Difference Between Bilateral Trade and Multilateral Trade

bilateral-vs-multilateral-trade

The primary difference between bilateral and multilateral trade lies in the number of participants, i.e. in a bilateral trade agreement involve two participants i.e. two nations, whereas in the case of multilateral trade agreements, entails three or more nations without discrimination between the countries involved.

What is International Trade?

International trade means the exchange of goods and services among multiple nations, wherein domestic companies can export their specialties to other nations and import specialties from other nations. It can be of two types bilateral trade and multilateral trade.

What is Trade Agreement?

Trade Agreement refers to the contract between trading nations, with regard to their trading relationship. These are meant to lower trade barriers between the contracting countries, and as a result of which degree of economic integration between the participating nation increases.

This post will help you understand the difference between bilateral trade and multilateral trade in detail.

Content: Bilateral Trade Vs Multilateral Trade

Comparison Chart

Basis for ComparisonBilateral TradeMultilateral Trade
MeaningBilateral trade is the trading of goods and services between two countries.Multilateral trade is the trading of goods and services among several countries.
EncouragesEconomic Cooperation between two countries.Globalization that integrates many countries in the world.
NegotiationsSeparate negotiations must be done with different countries on one to one basis.Negotiations can be done with many countries together.
Nature of TradeComplementarySupplementary

Definition of Bilateral Trade

The trade that takes place between two nations is called bilateral trade. In this trade, the member nations exchange their goods and services with one another on a preferential basis, based on an agreement, a bilateral trade agreement. In bilateral trade, the countries involved enjoy a number of privileges like favorable import quotas.

The aim of a bilateral trade agreement is to widen the access between the markets of the two nations and increase their economic growth and trade. It grants preferential trading status amidst the two nations.

On the basis of the above points, we can say that bilateral trade refers to the trade of goods and services between two nations encouraging trade and investment. Hence, the two nations lift or reduce trade barriers like tariffs, quotas, export restraints, etc. The primary benefit of these agreements is the expansion of markets for a country’s goods by way of collaborative negotiation between two countries. Its objective is to expand

Definition of Multilateral Trade

Multilateral Trade Agreement refers to the trade agreement that is executed among multiple nations to buy from and/or sell to one another preferentially or a country may be in agreement with several countries to trade with the rest of signatories, either preferentially or on terms restricting trade among themselves. Multilateral Trade Agreement is a trade treaty among various nations. This promotes the global economy, by opening markets for both developed and developing countries.

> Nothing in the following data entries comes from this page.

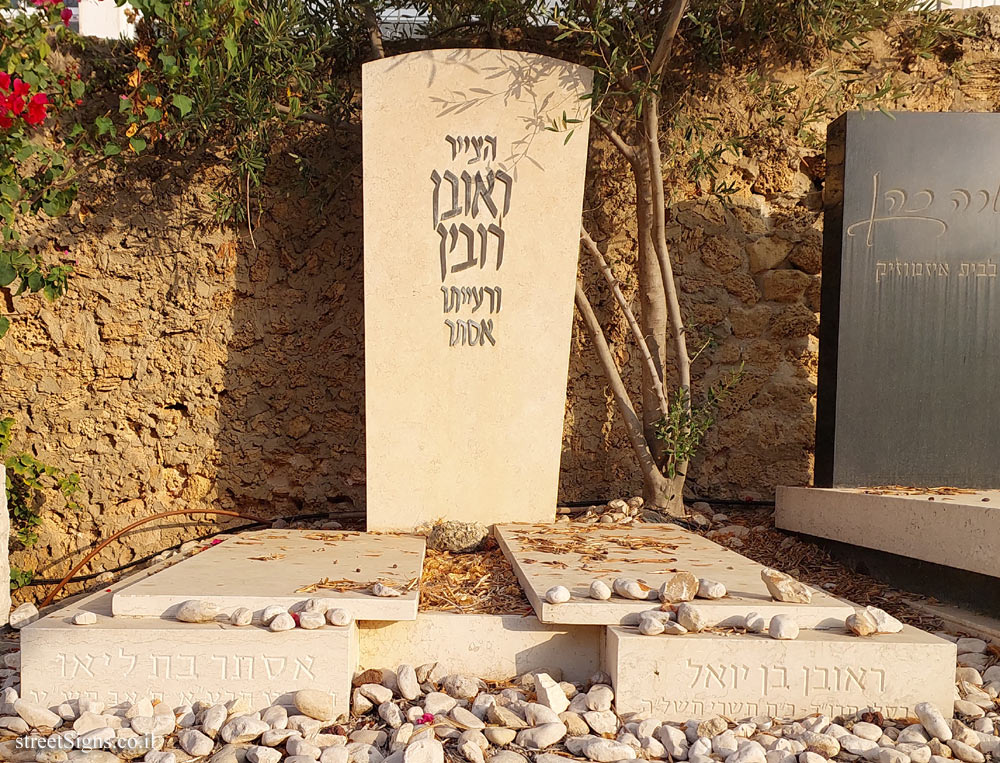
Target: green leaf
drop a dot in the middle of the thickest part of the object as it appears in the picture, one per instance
(183, 104)
(230, 44)
(7, 271)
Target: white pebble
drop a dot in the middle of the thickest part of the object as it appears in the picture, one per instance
(600, 590)
(557, 595)
(710, 589)
(283, 622)
(197, 611)
(783, 627)
(339, 617)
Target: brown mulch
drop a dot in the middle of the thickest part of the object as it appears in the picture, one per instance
(811, 564)
(482, 583)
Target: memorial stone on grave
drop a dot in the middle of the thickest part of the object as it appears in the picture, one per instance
(474, 167)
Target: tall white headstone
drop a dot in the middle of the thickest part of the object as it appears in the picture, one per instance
(4, 556)
(473, 192)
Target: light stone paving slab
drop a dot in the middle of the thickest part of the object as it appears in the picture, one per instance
(123, 659)
(492, 647)
(743, 675)
(960, 530)
(574, 555)
(4, 556)
(472, 235)
(257, 569)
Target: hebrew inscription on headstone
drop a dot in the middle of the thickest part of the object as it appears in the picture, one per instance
(473, 197)
(910, 321)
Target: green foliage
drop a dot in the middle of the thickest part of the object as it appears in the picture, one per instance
(42, 152)
(685, 425)
(236, 71)
(27, 484)
(728, 30)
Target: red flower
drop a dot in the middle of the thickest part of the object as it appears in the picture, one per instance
(36, 109)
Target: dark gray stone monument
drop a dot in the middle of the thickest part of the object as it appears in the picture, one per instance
(909, 373)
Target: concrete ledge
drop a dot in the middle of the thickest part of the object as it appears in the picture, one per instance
(741, 676)
(122, 659)
(493, 647)
(961, 531)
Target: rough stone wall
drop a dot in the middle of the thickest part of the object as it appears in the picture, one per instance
(192, 368)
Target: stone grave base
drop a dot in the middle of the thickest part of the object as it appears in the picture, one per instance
(744, 675)
(121, 658)
(961, 530)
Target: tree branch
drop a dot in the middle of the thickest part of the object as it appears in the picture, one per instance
(619, 142)
(640, 340)
(374, 31)
(651, 120)
(632, 423)
(667, 36)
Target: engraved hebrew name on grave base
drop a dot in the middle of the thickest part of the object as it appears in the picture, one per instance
(706, 674)
(125, 659)
(472, 226)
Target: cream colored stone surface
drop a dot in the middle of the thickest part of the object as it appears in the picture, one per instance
(4, 557)
(257, 569)
(954, 530)
(741, 676)
(467, 352)
(120, 659)
(574, 555)
(492, 647)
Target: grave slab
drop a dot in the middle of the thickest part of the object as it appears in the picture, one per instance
(472, 234)
(287, 567)
(123, 659)
(744, 675)
(961, 530)
(492, 647)
(574, 555)
(909, 346)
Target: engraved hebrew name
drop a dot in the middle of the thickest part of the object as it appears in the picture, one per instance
(468, 209)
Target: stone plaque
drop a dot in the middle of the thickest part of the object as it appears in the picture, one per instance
(699, 675)
(910, 322)
(473, 197)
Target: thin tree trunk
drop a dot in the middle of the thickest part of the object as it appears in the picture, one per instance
(651, 119)
(653, 309)
(640, 340)
(654, 483)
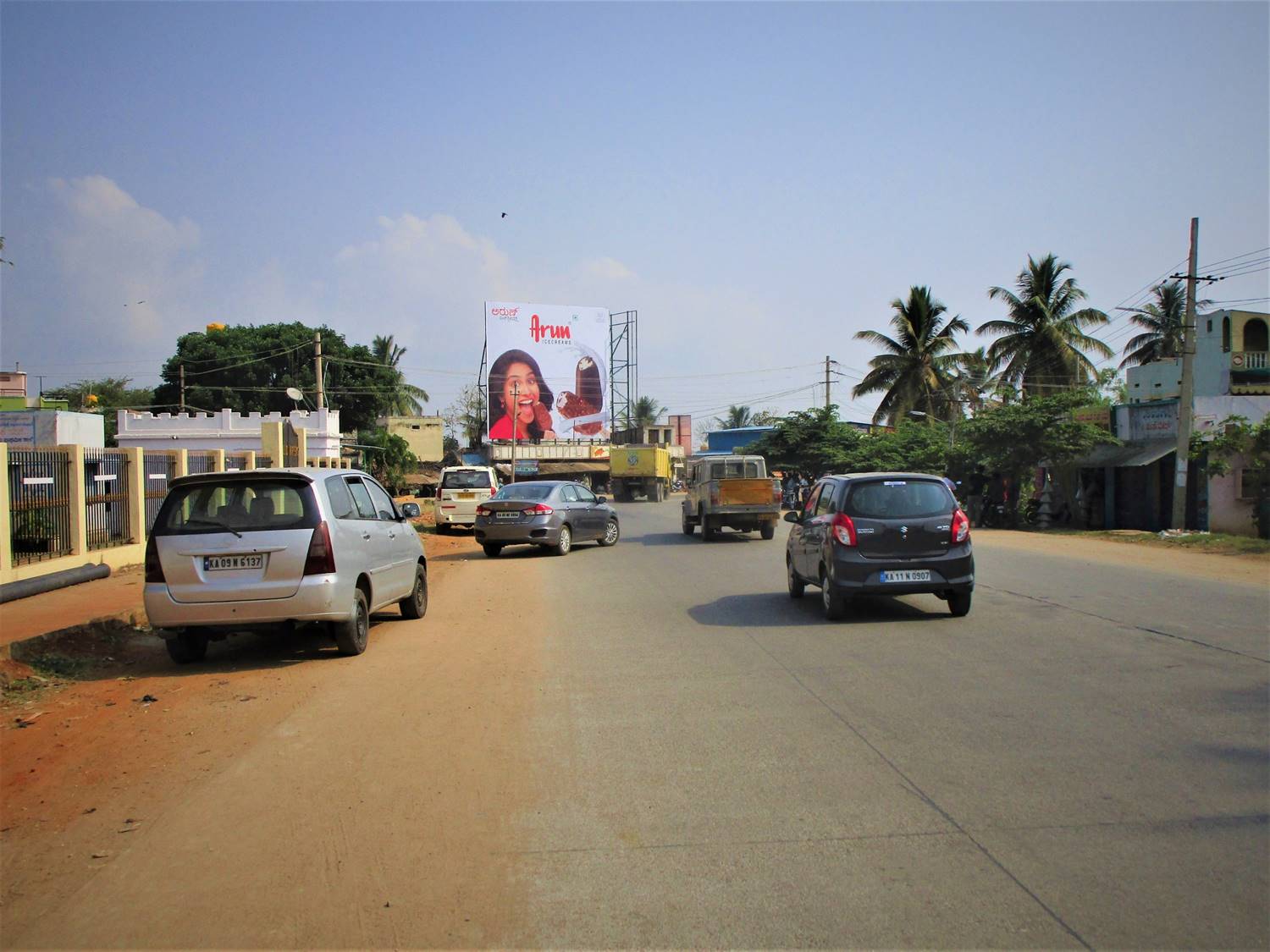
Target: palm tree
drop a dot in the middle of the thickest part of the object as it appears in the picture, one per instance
(736, 418)
(916, 372)
(1163, 320)
(644, 413)
(1043, 342)
(406, 399)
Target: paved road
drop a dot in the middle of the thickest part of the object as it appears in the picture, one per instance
(653, 746)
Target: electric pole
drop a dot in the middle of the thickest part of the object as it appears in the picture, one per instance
(1188, 396)
(322, 393)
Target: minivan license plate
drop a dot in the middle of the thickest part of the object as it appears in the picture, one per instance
(907, 575)
(221, 563)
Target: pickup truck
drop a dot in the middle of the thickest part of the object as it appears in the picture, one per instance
(732, 492)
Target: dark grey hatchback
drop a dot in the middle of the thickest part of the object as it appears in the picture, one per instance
(881, 533)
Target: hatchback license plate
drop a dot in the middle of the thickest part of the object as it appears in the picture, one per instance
(907, 575)
(221, 563)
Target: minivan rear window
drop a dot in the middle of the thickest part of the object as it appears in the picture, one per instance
(465, 479)
(238, 505)
(899, 499)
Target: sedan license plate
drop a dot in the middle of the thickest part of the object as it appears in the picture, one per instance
(907, 575)
(223, 563)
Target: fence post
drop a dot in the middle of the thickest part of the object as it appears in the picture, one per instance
(136, 493)
(78, 500)
(5, 526)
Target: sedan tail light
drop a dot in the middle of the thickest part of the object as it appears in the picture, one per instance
(322, 556)
(154, 568)
(843, 530)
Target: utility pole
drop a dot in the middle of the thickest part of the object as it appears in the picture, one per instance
(322, 393)
(1188, 395)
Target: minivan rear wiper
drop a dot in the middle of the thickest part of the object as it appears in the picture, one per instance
(216, 523)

In other words, trade agreements undertaken by more than two countries are called multilateral trade agreements, and the trade following as a consequence of such agreement is known as multilateral trade.

Key Differences Between Bilateral Trade and Multilateral Trade

After discussing the meaning of these two terms, let us move further to understand the difference between bilateral trade and multilateral trade:

  1. Bilateral trade implies the exchange of goods and services between two nations. As against, Multilateral trade refers to the trade between three or more than three nations.
  2. While bilateral trade results in economic cooperation between two countries, multilateral trade promotes globalization that integrates all the participant nations.
  3. When it comes to negotiations in the case of bilateral trade, the country has to go through separate negotiations with different countries at different points in time on a one-to-one basis. Conversely, negotiations with multiple countries can be done in the case of multilateral trade at the same time.
  4. Bilateral trade usually takes place between those countries which specialize in different industries. Hence, the commodities exchanged are complementary in nature. On the other hand, in the case of multilateral trade, the commodities exchanged are supplementary in nature.

Example

Bilateral or multilateral trade agreements are generally entered between the biggest supplier and/or biggest importer of the commodities. An ideal example of this is International Wheat Agreement. As per this agreement the maximum price at which the exporting nations are guaranteed to provide a specified amount of wheat to the importing nations, and the minimum price at which the importers are ready to purchase specified amounts of wheat from exporters.

Conclusion

Trade Agreements that raise access to the participating country’s markets are generally encouraged by those sectors that export their products. However, they are resisted by those sectors which face competition from imports.